# 2022 NFL Draft



## Kopuffer

Would someone please explain to me what my Queens are doing in this draft. Trading back just to trade up... I don't mind the players we have selected, but I think our new GM is trying to act smarter than everyone else. Absolutely ridiculous how worked up I got yesterday watching the shenanigans. 

Thoughts on your teams draft?


----------



## UBC03

My Brownies, assuming they get Clowney and Landry to resign, don't really have any gaps. They picked up this kicker to fill the only obvious one. Seems like they're drafting for next year when some rookie contracts come due for a big raise. They can just plug these guys in and go. 

Sent from my SM-G960U using Tapatalk


----------



## Humphrey's Ghost

UBC03 said:


> My Brownies, assuming they get Clowney and Landry to resign, don't really have any gaps. They picked up this kicker to fill the only obvious one. Seems like they're drafting for next year when some rookie contracts come due for a big raise.
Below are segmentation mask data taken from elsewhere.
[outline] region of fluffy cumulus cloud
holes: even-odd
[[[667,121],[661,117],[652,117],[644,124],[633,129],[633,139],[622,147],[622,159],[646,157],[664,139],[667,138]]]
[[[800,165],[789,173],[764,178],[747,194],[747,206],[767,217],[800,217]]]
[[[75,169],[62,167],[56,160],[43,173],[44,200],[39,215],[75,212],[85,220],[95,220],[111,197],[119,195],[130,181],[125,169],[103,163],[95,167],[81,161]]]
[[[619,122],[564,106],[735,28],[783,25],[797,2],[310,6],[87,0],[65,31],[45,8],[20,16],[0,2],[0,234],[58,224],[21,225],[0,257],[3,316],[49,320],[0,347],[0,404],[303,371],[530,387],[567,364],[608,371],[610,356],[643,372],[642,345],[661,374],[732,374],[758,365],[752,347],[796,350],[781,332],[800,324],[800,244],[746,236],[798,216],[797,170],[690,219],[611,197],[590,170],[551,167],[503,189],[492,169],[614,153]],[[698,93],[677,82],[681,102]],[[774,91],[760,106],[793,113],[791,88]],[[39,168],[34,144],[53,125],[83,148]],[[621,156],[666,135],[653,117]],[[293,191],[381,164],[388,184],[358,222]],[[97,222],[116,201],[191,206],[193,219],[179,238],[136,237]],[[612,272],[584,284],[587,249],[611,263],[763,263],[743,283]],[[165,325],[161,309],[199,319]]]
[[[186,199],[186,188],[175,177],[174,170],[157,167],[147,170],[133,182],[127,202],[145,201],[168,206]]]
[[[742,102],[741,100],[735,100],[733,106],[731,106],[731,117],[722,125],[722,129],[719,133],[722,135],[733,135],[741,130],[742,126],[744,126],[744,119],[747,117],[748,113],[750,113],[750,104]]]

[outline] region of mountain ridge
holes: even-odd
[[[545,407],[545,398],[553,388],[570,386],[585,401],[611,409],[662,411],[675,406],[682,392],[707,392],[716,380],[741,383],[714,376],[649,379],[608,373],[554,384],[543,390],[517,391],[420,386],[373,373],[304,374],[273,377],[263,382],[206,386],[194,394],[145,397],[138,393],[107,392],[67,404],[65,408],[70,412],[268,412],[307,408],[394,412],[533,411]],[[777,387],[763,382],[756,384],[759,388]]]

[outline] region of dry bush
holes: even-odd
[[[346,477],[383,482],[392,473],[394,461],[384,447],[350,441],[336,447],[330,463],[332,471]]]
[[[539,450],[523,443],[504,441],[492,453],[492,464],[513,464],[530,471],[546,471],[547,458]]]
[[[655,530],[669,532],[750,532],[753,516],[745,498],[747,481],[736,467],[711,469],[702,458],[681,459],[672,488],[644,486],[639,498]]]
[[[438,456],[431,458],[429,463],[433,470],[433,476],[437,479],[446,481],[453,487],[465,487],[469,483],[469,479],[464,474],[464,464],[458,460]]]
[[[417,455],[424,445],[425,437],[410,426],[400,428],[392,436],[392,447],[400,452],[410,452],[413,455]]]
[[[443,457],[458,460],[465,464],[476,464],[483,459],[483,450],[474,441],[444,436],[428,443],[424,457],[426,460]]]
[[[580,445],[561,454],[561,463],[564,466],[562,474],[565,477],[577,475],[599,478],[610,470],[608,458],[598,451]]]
They can just plug these guys in and go.
> 
> Sent from my SM-G960U using Tapatalk


Because, that’s how it always works out for the Browns 


Sent from my iPhone using Tapatalk


----------



## zcziggy

After a ton of drafts...giants are finally doing the right thing


----------



## Humphrey's Ghost

The Raiders have finally figured it out
They can’t draft in the first round anyway so no need to go there


Sent from my iPhone using Tapatalk


----------



## Kopuffer

zcziggy said:


> After a ton of drafts...giants are finally doing the right thing


Giants for sure had a great looking draft on paper.


----------



## Humphrey's Ghost

zcziggy said:


> After a ton of drafts...giants are finally doing the right thing


KT is better than people think
He played injured much of the time


Sent from my iPhone using Tapatalk


----------



## zcziggy

Humphrey's Ghost said:


> KT is better than people think
> He played injured much of the time
> 
> 
> Sent from my iPhone using Tapatalk


Yup...i only hope he is not another OBJ


----------



## Humphrey's Ghost

zcziggy said:


> Yup...i only hope he is not another OBJ


Not even close
Just because he is interested in business and marketing doesn’t make him a prima donna
He’s actually pretty humble
A really good young man
Of course the media doesn’t want to write stories about everything he did for his school and the community


Sent from my iPhone using Tapatalk


----------